Talk: Do They Deliver – Practical Security and Load Testing of Cloud Service Providers
No technology has produced more hot air and confusion than All Things Cloud™. This is not meant to be the introduction for yet another rant. It serves to illustrate what happens when you talk about complex infrastructure and use too much simplification. The Cloud infrastructure is no off-the-shelf gadget you can buy by the dozen, (virtually) connect and put on-line. It may be bigger, it may handle more load that your own infrastructure, and it may be more secure. The problem is how do you do find out? What metric tells you this? How do you compare and evaluate? This is where you might need some new tools. Matthias Luft, a security consultant at ERNW, will address this problem in his talk.
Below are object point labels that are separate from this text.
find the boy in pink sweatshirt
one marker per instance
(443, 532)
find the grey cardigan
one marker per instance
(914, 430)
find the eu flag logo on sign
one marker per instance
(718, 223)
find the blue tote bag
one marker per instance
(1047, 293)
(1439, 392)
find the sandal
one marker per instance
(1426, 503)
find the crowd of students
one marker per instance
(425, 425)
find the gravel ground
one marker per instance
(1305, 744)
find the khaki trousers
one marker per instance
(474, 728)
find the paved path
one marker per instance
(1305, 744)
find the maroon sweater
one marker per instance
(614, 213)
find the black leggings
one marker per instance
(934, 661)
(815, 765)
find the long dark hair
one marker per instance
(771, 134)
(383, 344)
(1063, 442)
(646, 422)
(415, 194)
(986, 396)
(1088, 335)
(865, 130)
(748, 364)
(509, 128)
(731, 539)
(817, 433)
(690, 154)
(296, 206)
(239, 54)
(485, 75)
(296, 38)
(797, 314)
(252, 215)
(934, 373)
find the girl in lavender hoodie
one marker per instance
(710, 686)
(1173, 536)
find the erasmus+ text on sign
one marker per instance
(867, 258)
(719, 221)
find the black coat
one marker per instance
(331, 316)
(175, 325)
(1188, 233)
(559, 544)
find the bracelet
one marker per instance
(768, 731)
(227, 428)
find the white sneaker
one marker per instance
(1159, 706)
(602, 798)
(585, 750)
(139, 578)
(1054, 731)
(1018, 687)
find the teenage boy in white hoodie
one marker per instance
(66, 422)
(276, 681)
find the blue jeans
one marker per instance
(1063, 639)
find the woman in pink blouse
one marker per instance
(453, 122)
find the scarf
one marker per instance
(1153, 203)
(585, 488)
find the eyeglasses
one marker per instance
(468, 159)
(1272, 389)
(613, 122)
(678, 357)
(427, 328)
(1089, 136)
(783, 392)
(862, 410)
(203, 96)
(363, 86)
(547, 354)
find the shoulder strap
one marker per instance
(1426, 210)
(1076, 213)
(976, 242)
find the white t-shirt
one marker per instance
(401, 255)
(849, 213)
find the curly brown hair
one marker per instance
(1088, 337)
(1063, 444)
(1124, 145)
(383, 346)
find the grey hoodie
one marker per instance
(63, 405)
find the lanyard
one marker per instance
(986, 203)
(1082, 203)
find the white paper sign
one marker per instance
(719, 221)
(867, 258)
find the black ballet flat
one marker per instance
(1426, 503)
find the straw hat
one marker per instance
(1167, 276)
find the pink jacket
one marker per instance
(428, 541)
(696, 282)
…To provide a toolset for measuring potential profits for performing this shift, we want to introduce skyscraper: It is a framework für load testing cloud based applications including a specially developed demo application for major cloud platforms. Using skyscraper, the results of several load tests are illustrated to show possibilities and caveats of the scalability of cloud based infrastructures. The evaluations were performed against the platforms of several major cloud service providers hosting the demo application of skyscraper. This demo application is utilizing all possibilities to improve scalability and security of cloudified applications, so a guide to the security and scalability features and limitations of cloud platforms is presented in addition.
Matthias explores the security and load tests in his master thesis. The skyscraper application is part of this work and serves as a probe to establish a baseline.